The younger man found his focus. "Uh, yes sir." He leaned forward. "I had an idea that I wanted to run by you before I set anything in motion."

"About Hoynes?" he assumed, but Josh shook his head.

"No, actually, although obviously, we've been- I mean, if you want, I can- we have some thoughts on-"

"Okay." He had no desire to see Josh twisting in the wind over what was obviously a fairly uncomfortable subject for him, and waved the line of questioning away. "Tell me about your idea."

He pushed a hand back through his dishevelled hair. "Well. It actually concerns Charlie..."


"Danny." She expertly hooked him out of the swarm of reporters leaving the pressroom and pulled him aside. Nobody paid much attention; sometimes, having a slightly more friendly relationship with one of your journalists than etiquette dictated had its up side.

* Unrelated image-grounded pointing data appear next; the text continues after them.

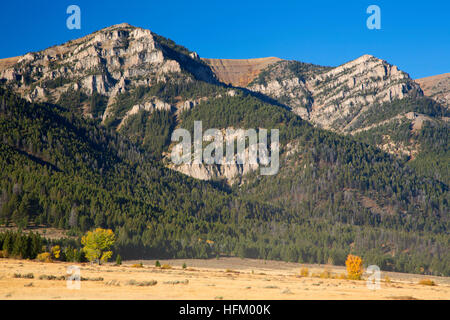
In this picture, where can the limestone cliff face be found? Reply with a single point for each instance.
(334, 98)
(107, 62)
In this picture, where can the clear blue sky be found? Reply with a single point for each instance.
(415, 35)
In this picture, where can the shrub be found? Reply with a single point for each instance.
(44, 257)
(56, 251)
(427, 282)
(342, 276)
(304, 272)
(326, 274)
(354, 267)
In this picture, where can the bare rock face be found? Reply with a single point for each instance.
(108, 62)
(334, 98)
(148, 106)
(437, 88)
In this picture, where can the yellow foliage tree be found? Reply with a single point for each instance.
(354, 267)
(97, 244)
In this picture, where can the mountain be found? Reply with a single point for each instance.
(87, 145)
(105, 65)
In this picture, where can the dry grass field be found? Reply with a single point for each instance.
(224, 278)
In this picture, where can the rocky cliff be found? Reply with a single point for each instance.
(239, 72)
(109, 62)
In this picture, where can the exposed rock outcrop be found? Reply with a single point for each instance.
(437, 88)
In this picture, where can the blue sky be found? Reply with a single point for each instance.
(415, 35)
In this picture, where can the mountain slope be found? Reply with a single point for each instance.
(437, 88)
(238, 72)
(333, 194)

"What's up, CJ?" he asked alertly. After the first few days of getting reacquainted where the lines were blurred, they'd quickly settled back into the old routine. It still made her vaguely wistful at times to contemplate the uncrossable line their jobs placed between them, but she was glad to have him back

And there were times, like now, when it really didn't hurt to have a friendly Pulitzer prize-winner with a sense of integrity in your press room. "I have something for you."

"Great. What is it?"

"Not here."

He followed her willingly enough, but grew increasingly puzzled as they passed her office without ducking inside.

"CJ, where are we-?"

"This way."

She led him through another door into a conference room... where Leo McGarry was waiting for them. He pulled off his glasses, and smiled thinly. "Hi, Danny."

"Hi," Danny said slowly. He took the chair that had clearly been left open for him, glancing up as CJ closed the door. "What's this about?"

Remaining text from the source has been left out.